So how would a modicum of  human and women's rights be preserved in Afghanistan if NATO were to pack up and leave? Ms. Sahar offered the phenomenally simplistic, nonsensical solution of providing education and health care. Things that have improved significantly under NATO's presence and would be eradicated under the Taliban. How women are going to receive these services without a competent armed force to preserve them is something she neglects to delineate because she obviously doesn't have the slightest clue.

What does seem apparent is Ms Sahar and Ms. Rushdie lack the mental acuity to connect rather obvious dots and comprehend that what they advocate serves to support the aims of the hateful Taliban Islamists.

Of course, profound, or even average insight is not something one expects from the sort of people who write things like,
"The ugly side of freedom is the state-run military spectacle supporting the NATO-led imperialist war and occupation in Afghanistan but parading as a false guilt-trip memorial for those who sacrificed to fight for “our” freedoms. Well, just in case you selectively forgot, your parade is and has always been on stolen, occupied, Native land - what about their freedoms to sovereignty and the Afghan peoples for self-determination? What about our freedom of speech which was infringed on when an officer called our message “trash” and “laughable.” We courageously endured a violent and racist crowd calling out: “go back to your country”, "
There's a priceless humor in the irony of the blatant hypocrisy of two women who refer to Afghanistan as their home condemning Canada as a settler colonial society on stolen land and then bitching about people who tell them to "go home". Unfortunately for the duo, understanding that appears to be beyond their cognitive abilities. If they actually believe the idiocy they propound, what are they doing here settling, occupying and stealing land from its rightful owners? If, as they have repeated, Afghanistan is their "home country," shouldn't they stop being occupiers, pack up, and go to a Taliban-occupied part of Afghanistan to experience what Afghan self-determination would actually be like if they got their wish for a NATO withdrawal?

Apparently that's something they want for other unfortunate Afghan women, but not for themselves. Maybe, though hypocrites, they aren't quite as stupid as they sound.

There are plenty of opinions and honest disagreements about the Canadian military role in Afghanistan and anyone has the right to speak out and demonstrate against it. But Remembrance Day services are solemn occasions meant to honor those who made the ultimate sacrifice in the service of their country and the principles that represents. To choose the particular location and occasion of a Remembrance Day service to insult and demonstrate and intentionally offend those who have come to mourn is callous and disgusting.
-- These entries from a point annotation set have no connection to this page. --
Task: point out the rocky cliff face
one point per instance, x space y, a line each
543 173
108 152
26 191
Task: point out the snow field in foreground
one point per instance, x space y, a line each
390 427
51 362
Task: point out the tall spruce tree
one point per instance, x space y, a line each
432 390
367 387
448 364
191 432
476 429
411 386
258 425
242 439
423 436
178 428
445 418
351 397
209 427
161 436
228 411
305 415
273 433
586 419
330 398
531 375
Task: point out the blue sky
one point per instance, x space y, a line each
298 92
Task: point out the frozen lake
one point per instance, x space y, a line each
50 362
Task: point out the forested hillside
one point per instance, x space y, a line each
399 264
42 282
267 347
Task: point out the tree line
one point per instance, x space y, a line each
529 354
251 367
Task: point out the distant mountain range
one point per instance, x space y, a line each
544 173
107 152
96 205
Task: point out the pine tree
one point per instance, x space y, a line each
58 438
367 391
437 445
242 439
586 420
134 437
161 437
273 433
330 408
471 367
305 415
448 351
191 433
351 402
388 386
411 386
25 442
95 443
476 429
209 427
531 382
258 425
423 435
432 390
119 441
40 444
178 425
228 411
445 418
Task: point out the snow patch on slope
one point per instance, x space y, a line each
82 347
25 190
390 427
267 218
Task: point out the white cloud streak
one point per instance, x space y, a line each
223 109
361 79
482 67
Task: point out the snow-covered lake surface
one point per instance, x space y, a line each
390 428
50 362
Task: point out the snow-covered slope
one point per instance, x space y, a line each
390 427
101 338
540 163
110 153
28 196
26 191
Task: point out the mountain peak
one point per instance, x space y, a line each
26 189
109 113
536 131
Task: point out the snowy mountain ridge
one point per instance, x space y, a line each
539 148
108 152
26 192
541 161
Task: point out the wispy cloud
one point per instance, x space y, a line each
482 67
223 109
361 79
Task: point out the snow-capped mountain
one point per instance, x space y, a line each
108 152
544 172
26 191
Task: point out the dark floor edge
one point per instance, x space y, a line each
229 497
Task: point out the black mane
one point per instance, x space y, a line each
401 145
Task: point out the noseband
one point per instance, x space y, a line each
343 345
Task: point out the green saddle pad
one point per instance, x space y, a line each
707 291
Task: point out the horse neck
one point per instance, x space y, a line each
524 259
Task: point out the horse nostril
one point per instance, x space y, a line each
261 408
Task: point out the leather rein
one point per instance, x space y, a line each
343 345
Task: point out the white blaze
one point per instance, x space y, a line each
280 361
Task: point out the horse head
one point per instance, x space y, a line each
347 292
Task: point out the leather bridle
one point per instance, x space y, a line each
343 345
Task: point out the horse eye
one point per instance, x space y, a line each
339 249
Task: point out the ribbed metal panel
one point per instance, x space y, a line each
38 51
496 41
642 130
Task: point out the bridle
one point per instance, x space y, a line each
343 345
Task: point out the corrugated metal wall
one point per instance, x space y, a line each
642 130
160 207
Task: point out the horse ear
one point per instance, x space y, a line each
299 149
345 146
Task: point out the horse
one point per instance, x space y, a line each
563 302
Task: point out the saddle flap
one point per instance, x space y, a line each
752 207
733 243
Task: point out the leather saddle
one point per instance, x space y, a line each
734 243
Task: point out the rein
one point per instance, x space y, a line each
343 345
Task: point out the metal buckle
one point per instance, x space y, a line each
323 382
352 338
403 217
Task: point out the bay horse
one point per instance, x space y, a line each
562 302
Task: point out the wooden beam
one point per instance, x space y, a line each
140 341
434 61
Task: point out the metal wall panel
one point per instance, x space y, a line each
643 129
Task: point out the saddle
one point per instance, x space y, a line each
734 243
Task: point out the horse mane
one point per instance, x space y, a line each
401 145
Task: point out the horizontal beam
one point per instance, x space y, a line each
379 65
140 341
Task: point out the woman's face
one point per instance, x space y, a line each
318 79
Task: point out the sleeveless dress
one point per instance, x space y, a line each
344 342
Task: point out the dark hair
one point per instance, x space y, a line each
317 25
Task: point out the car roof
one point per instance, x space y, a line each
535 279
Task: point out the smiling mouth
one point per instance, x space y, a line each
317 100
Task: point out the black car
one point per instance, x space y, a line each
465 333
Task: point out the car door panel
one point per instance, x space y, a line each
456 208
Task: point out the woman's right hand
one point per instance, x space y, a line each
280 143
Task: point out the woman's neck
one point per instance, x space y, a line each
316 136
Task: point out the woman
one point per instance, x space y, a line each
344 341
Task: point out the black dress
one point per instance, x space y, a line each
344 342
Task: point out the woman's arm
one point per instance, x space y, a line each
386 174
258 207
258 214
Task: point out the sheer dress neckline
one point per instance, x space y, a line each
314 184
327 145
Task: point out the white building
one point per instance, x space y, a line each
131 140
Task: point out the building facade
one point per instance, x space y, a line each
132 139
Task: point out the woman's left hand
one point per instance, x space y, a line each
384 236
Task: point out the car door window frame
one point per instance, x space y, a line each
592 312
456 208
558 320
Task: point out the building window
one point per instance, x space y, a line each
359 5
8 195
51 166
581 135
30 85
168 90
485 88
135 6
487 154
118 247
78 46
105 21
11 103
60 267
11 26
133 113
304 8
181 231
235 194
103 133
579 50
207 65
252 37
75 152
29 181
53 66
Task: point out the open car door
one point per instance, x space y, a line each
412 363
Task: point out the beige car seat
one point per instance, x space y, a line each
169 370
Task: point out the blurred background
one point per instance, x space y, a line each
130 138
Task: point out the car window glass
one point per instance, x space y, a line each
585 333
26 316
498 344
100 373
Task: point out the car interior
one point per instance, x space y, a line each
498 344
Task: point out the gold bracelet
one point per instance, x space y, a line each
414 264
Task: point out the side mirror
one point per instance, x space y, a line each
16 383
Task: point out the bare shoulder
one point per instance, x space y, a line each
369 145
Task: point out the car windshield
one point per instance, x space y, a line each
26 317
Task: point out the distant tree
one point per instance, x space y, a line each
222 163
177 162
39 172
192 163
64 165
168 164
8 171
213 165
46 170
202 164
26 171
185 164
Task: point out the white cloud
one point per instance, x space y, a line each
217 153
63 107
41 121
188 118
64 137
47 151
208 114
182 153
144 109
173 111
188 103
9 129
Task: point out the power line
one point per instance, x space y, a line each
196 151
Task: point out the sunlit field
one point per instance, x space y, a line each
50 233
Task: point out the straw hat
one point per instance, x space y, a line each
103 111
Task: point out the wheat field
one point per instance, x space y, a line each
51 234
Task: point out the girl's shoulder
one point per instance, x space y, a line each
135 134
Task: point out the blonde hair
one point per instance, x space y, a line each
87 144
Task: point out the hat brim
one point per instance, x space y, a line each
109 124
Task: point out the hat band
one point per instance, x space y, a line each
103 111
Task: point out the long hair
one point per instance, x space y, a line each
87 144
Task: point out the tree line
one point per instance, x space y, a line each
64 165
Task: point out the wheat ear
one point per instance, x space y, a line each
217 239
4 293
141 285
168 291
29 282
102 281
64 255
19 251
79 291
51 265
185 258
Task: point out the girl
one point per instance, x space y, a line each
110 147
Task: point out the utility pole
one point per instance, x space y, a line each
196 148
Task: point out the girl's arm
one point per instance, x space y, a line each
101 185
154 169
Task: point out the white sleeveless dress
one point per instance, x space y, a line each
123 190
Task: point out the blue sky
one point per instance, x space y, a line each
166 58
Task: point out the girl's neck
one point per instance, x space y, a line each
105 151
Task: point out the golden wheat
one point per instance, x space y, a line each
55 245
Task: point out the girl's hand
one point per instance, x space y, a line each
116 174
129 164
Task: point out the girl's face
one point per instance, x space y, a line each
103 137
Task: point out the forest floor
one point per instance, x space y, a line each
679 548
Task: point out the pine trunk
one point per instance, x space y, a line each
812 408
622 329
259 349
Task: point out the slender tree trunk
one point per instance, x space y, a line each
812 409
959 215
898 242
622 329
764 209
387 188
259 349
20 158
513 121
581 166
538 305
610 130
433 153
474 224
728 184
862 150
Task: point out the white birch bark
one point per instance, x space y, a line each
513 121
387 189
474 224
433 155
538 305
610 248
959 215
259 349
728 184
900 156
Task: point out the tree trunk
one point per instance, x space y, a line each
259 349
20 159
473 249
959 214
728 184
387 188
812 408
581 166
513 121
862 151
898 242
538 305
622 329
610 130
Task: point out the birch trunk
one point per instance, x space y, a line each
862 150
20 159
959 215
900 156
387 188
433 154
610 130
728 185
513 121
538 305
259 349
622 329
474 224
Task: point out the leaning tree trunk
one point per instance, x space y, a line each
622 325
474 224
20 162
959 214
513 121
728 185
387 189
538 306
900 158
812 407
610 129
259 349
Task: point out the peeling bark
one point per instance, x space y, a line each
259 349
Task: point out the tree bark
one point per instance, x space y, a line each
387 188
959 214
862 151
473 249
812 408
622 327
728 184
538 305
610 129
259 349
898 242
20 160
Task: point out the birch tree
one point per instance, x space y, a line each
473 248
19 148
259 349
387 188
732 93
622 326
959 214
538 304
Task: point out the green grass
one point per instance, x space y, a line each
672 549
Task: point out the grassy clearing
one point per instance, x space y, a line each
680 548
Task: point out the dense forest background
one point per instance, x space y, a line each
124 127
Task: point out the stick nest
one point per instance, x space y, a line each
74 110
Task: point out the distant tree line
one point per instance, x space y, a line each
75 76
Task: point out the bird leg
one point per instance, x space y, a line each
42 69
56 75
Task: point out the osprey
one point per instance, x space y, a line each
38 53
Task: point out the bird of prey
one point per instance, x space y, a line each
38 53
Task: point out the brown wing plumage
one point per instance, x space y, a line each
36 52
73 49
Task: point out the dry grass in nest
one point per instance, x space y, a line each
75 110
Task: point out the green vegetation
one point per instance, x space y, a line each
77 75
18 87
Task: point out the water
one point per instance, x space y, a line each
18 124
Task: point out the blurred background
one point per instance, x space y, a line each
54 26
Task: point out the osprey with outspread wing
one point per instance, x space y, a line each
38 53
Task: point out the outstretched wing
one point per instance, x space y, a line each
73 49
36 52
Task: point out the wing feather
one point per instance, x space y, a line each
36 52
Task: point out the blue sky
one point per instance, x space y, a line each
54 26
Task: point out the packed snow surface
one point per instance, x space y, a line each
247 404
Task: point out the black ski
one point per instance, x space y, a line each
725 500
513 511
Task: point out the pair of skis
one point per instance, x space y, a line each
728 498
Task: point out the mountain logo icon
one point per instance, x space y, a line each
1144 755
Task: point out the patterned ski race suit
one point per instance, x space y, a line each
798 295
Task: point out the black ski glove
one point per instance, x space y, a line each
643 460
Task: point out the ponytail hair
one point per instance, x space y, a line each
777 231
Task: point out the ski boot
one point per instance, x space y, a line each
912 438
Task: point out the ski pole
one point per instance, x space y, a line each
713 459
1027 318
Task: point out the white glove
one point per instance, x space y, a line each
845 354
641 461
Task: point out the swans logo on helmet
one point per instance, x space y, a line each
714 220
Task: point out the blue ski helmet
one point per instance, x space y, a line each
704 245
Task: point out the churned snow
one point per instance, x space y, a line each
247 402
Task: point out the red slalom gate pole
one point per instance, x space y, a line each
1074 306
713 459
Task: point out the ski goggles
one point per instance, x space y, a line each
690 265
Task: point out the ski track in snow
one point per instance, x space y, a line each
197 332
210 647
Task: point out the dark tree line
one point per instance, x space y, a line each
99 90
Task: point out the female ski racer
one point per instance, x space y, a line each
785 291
Anyone who does that, as my friend Michael Coren has observed, is in my opinion no better than the moral troglodytes of the Hillsboro Baptist Church who defile military funerals with their "God hates fags" protest signs.

While writing about their own courage, the pair of hypocrites who claim their free speech was deprived neglected to mention the police were actually protecting them from an angry mob they had riled up with their offensive display.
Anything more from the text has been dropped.